If bureaucratic foot-dragging were an Olympic sport, Malaysia wouldn’t just win the gold; we’d be disqualified for making the rest of the world look like they’re moving in fast-forward. We are currently witnessing a national tradition as sacred as nasi lemak: the last-minute scramble for World Cup broadcasting rights. While our neighbours in Singapore and Indonesia have already ironed out their commercial slots and polished their high-definition feeds, Malaysia remains in a state of catatonic indecision. We are the only nation on the peninsula currently staring at a “loading” bar while the rest of the planet is already picking out their favourite underdog. The elephant in the room isn’t just big; it’s a RM200 million pachyderm sitting on the chest of the Ministry of Communications, and everyone is pretending they can’t see the trunk. We’re told the price tag is “prohibitive,” as if the cost of the world’s biggest sporting event—an event that happens with the predictable frequency of a leap year—somehow caught our “bigwigs” by surprise.

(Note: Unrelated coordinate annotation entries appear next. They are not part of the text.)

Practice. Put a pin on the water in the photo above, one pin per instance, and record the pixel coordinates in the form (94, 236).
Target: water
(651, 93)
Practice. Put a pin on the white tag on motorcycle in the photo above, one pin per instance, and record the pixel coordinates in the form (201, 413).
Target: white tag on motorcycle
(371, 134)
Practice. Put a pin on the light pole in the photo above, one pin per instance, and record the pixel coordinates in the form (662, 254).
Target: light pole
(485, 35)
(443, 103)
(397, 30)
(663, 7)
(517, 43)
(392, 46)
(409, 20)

The current strategy, if one can call this frantic flailing a “strategy,” is the inevitable retreat to the Public-Private Consortium. It is the lazy man’s patriotic shakedown. Whenever Putrajaya finds itself short on pocket change, it rounds up the usual suspects—the GLCs and the weary telcos—and performs a bit of bureaucratic theatre, shaking them down until enough coins fall out of their pockets to pay for the feed. It is a tired, unimaginative script. It’s the fiscal equivalent of asking your cousins to chip in for a pizza because you spent your paycheque on a new spoiler for your Myvi. We don’t need another “task force” or a “joint committee” to study the feasibility of the obvious; we need to move beyond the hat-passing and embrace creative fiscal gymnastics.

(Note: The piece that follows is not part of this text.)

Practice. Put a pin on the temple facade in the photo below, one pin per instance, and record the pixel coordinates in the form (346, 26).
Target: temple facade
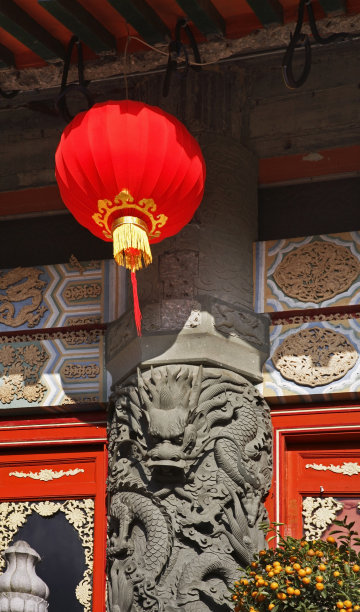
(139, 469)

The Ministry of Finance needs to stop acting like a glorified gatekeeper and start acting like a savvy matchmaker. Instead of begging banks and telcos to “patriotically” fund the broadcast out of the goodness of their cold, corporate hearts, let’s talk the only language they actually understand: aggressive tax rebates. If a local bank or a conglomerate drops RM50 million to ensure the Rakyat doesn’t have to watch the opening ceremony through a grainy, illegal Telegram link, give them a double-deduction. Turn the broadcast into a corporate tax haven. Why are we subsidising redundant government agencies that produce nothing but laminated infographics when we could be incentivising the private sector to bring us a Mbappe screamer? I’d much rather see the tax ringgit “disappear” into a rebate for a company that delivers the world to our living rooms than see it swallowed by another “transformation program” that ends in a three-day seminar at a five-star resort in Langkawi.
Furthermore, we must address the absolute comedy of disconnected dots regarding Visit Malaysia Year 2026. The government is already handing out tax exemptions for “approved international sports events” like they’re flyers at a night market, yet they fail to see that the World Cup broadcast is the ultimate marketing brochure for the nation. Why are we spending millions on dusty billboards in the London Underground or digital ads in Times Square that people skip after three seconds? The World Cup is the most-watched broadcast in human history. If you want the world to “Visit Malaysia,” you don’t buy a 30-second spot on a cable news channel; you integrate the “Visit Malaysia” branding into the most-watched sporting event on the calendar.
Using the broadcast as a vehicle for VM2026 isn’t just common sense; it’s a strategic pivot. It’s the difference between being a global player and being the guy at the party who forgot to bring a gift but still wants a slice of the cake. The clock is ticking, and the “suits” in Putrajaya are still debating the font size on the tender documents. We are hurtling toward a reality where 30 million Malaysians will be huddled around a single smartphone at a Mamak stall, praying the 5G doesn’t choke while someone tries to stream the final from a pirate server in Curacao. The government needs to realise that a budget deficit is a headache, but 30 million angry football fans who can’t watch the game is a political migraine of existential proportions.
History tells us that Malaysians will tolerate a lot—inflation, traffic jams, and politicians who flip-flop like a lalang in a hurricane. But deprive them of their football? That’s how you start a riot. Either find the money, fix the rebates, or get ready to explain to the nation why the “loading” bar is the only thing we’ll be watching come kick-off. Because right now, the only thing we’re “World Class” at is procrastination.